With telecommunications firms and handset makers pushing towards high-speed 4G LTE networks, Qualcomm's chip technology is perfectly positioned, analysts say.
Goldman Sachs analyst Simona Jankowski, for example, expects Qualcomm to reiterate its expectations for double-digit top and bottom-line growth during its analyst event.
Key catalysts, she explained in a recent note, include the shift from second-generation to 3G and 4G networks, as well as the growing proliferation of smartphones.
"We expect the upbeat tone from the company's recent earnings call to continue," she said.
Speaking during the company's recent fourth-quarter earnings call, Qualcomm CEO Paul Jacobs cited "continued deployment of advanced network technologies" as one of the company's key growth drivers.
Specifically, the CEO pointed to data from the Global Mobile Suppliers Association highlighting the expansion of next-generation networks. According to the GSA, he said, there are now 152 HSPA+ and 35 LTE commercial networks throughout the globe.
Within its processor family, Qualcomm supports both LTE and HSPA+, which delivers 4G speeds over mobile broadband.
The firm, however, has also been winning plaudits for its 4G baseband chipset, which converts radio signals into sound and data for mobile devices.

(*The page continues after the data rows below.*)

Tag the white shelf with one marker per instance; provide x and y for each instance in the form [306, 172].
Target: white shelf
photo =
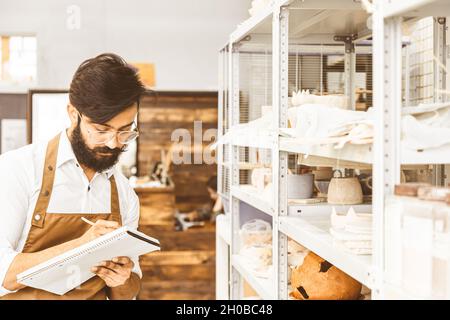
[259, 23]
[314, 235]
[254, 141]
[361, 155]
[417, 8]
[223, 227]
[323, 209]
[351, 153]
[430, 156]
[250, 195]
[263, 287]
[392, 292]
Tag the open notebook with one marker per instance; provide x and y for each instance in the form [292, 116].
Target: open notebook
[70, 269]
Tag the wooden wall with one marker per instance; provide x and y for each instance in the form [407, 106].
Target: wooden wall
[12, 106]
[159, 116]
[185, 266]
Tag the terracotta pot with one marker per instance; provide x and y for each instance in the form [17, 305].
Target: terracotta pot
[300, 186]
[345, 190]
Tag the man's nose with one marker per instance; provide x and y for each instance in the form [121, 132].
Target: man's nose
[113, 143]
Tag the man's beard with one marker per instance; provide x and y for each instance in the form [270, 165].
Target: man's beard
[91, 157]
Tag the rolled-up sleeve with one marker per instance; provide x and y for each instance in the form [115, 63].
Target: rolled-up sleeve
[132, 221]
[13, 211]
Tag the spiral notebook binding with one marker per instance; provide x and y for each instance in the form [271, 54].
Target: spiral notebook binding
[75, 256]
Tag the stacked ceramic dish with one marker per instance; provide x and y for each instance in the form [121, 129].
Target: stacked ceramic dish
[256, 246]
[352, 231]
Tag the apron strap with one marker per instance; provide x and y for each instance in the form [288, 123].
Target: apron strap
[115, 204]
[40, 209]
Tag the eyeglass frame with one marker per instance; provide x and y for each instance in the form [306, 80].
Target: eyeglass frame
[116, 133]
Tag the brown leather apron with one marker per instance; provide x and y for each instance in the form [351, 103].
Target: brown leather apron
[51, 229]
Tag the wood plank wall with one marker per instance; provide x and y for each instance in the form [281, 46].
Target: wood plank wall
[12, 106]
[159, 116]
[185, 266]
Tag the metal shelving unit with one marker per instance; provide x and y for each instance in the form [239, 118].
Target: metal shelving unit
[275, 31]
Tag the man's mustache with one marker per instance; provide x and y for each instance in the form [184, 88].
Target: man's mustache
[106, 150]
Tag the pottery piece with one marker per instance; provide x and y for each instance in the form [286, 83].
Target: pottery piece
[345, 190]
[322, 186]
[317, 279]
[300, 186]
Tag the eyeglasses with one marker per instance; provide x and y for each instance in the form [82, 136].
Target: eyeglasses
[103, 137]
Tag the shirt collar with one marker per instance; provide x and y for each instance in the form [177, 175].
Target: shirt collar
[65, 154]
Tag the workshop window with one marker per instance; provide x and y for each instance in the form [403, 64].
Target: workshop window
[18, 57]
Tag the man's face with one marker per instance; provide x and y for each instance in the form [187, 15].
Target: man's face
[88, 144]
[212, 194]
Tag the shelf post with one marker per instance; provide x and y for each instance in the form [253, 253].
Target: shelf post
[349, 68]
[440, 73]
[387, 106]
[279, 166]
[236, 279]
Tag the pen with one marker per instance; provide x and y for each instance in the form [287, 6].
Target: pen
[87, 221]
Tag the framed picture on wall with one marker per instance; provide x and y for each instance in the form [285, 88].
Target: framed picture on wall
[47, 116]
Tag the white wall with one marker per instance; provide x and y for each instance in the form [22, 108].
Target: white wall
[181, 37]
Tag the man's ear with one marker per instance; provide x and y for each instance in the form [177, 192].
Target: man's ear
[73, 114]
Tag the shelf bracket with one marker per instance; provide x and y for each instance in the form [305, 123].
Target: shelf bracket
[348, 42]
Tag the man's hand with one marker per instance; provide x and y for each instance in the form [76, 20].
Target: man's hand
[100, 228]
[116, 272]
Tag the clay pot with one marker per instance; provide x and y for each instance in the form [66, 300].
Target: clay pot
[345, 190]
[300, 186]
[317, 279]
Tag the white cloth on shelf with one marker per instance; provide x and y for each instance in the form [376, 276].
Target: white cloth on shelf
[426, 126]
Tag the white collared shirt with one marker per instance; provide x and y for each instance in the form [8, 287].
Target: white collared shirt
[21, 173]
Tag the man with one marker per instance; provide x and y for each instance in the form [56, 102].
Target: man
[212, 209]
[45, 188]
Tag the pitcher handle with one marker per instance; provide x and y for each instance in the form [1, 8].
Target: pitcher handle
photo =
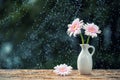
[93, 49]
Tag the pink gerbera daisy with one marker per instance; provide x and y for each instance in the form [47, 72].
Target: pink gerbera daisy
[62, 69]
[91, 30]
[75, 27]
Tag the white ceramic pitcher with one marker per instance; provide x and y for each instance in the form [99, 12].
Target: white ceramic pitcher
[84, 61]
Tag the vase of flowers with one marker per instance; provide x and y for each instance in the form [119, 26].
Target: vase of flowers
[84, 61]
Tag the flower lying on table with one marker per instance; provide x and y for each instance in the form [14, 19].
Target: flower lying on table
[62, 69]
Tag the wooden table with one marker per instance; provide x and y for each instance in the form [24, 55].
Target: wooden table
[45, 74]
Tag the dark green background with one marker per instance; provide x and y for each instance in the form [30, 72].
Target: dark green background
[35, 32]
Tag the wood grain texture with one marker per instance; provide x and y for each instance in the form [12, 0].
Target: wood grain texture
[45, 74]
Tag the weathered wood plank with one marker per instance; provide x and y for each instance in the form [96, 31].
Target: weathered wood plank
[49, 75]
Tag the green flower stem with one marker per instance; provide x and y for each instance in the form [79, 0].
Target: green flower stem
[82, 38]
[88, 40]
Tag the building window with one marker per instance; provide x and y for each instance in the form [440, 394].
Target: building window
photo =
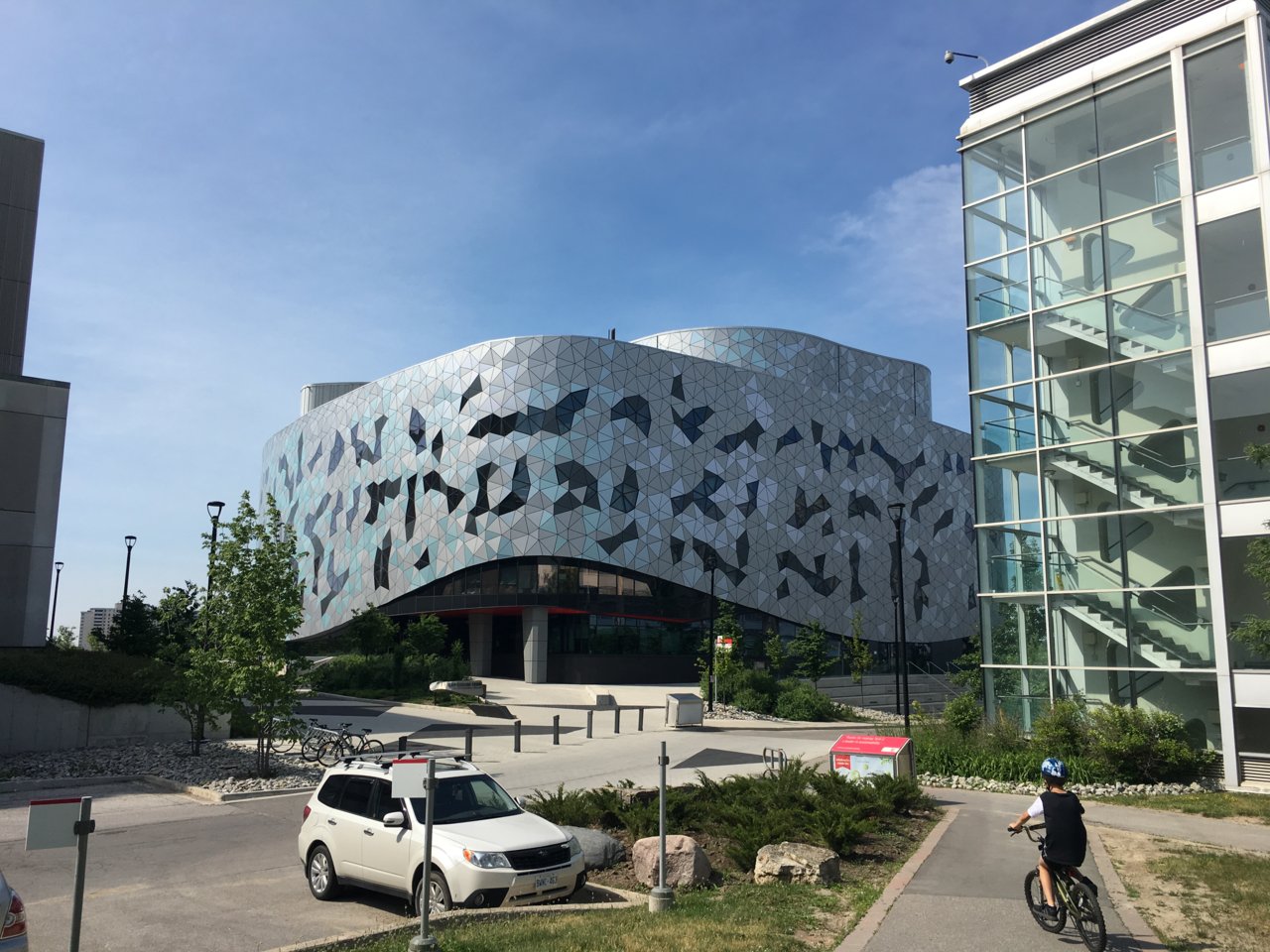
[1216, 102]
[1232, 277]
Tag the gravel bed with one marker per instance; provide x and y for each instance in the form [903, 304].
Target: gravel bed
[222, 767]
[1084, 789]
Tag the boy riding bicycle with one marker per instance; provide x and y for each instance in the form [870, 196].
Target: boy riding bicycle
[1066, 838]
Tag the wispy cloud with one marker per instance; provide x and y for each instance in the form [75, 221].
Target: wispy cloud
[903, 249]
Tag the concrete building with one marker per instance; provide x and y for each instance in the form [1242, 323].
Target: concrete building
[98, 619]
[561, 500]
[32, 413]
[1115, 182]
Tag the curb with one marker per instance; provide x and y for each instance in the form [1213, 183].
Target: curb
[466, 915]
[867, 925]
[1142, 934]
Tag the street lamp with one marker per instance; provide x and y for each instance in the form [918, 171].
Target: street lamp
[711, 562]
[130, 540]
[213, 511]
[58, 580]
[897, 592]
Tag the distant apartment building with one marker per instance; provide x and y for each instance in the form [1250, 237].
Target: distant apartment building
[95, 619]
[1115, 179]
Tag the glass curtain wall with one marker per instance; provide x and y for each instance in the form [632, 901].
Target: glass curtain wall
[1093, 570]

"You can have a single chip which supports multi-mode, therefore a 3G chip that also supports GSM and the progression to 4G/LTE," Vijay Rakesh, an analyst at Sterne Agee, said in an interview. "It will also support the local China standard, which is TD-SCDMA."
In particular, Rakesh sees Qualcomm's new 28-nanometer Krait technology as a major growth driver.
"The 28-nanometer chips offer 3G-4G-GSM on one piece of silicon and can offer a more cost-effective solution for handset OEMs looking to produce phones for multiple protocols and geographies," he said.
Specifically, according to Rakesh, Krait will help Qualcomm open up a "virtually untapped" market for the firm in China.
"We expect Qualcomm to emphasize its significant competitive advantage in its move to 28-nanometer," added Goldman's Jankowski.
"As well as its support of all air interface standards (including all LTE frequency bands) and the highest level of integration (app processor, graphics, baseband, connectivity management) on its 28 nanometer portfolio in 2012."
Speaking during the earnings call, Jacobs said that Qualcomm had sampled the industry's firm integrated application processor and multimode LTE platform for handsets.
A pioneer of the CDMA wireless standard, Qualcomm's reputation as a wireless innovator is unquestioned, although the company's latest project looks set to raise eyebrows.
Last week, Qualcomm acquired the technology and other assets of HaloIPT, a company that builds wireless charging technology for electric vehicles.
HaloIPT touts a technology called "inductive power transfer" as the next big thing, using magnetic resonance to transfer power from a transmitting pad on the ground to a receiving pad on an electric car.
Qualcomm clearly sees future upside in wireless car charging, even though the technology is still in its relative infancy.
"We see the expansion of connectivity as a growth driver for our business," explained Jacobs recently, hinting at a world where Qualcomm's chips are found in weird and wonderful places.
"We believe in an Internet of everything where we'll be surrounded by an increasing amount of connected devices." Shares of Qualcomm, which competes with Broadcom, Nokia and Texas Instruments , have risen almost 16 percent this year.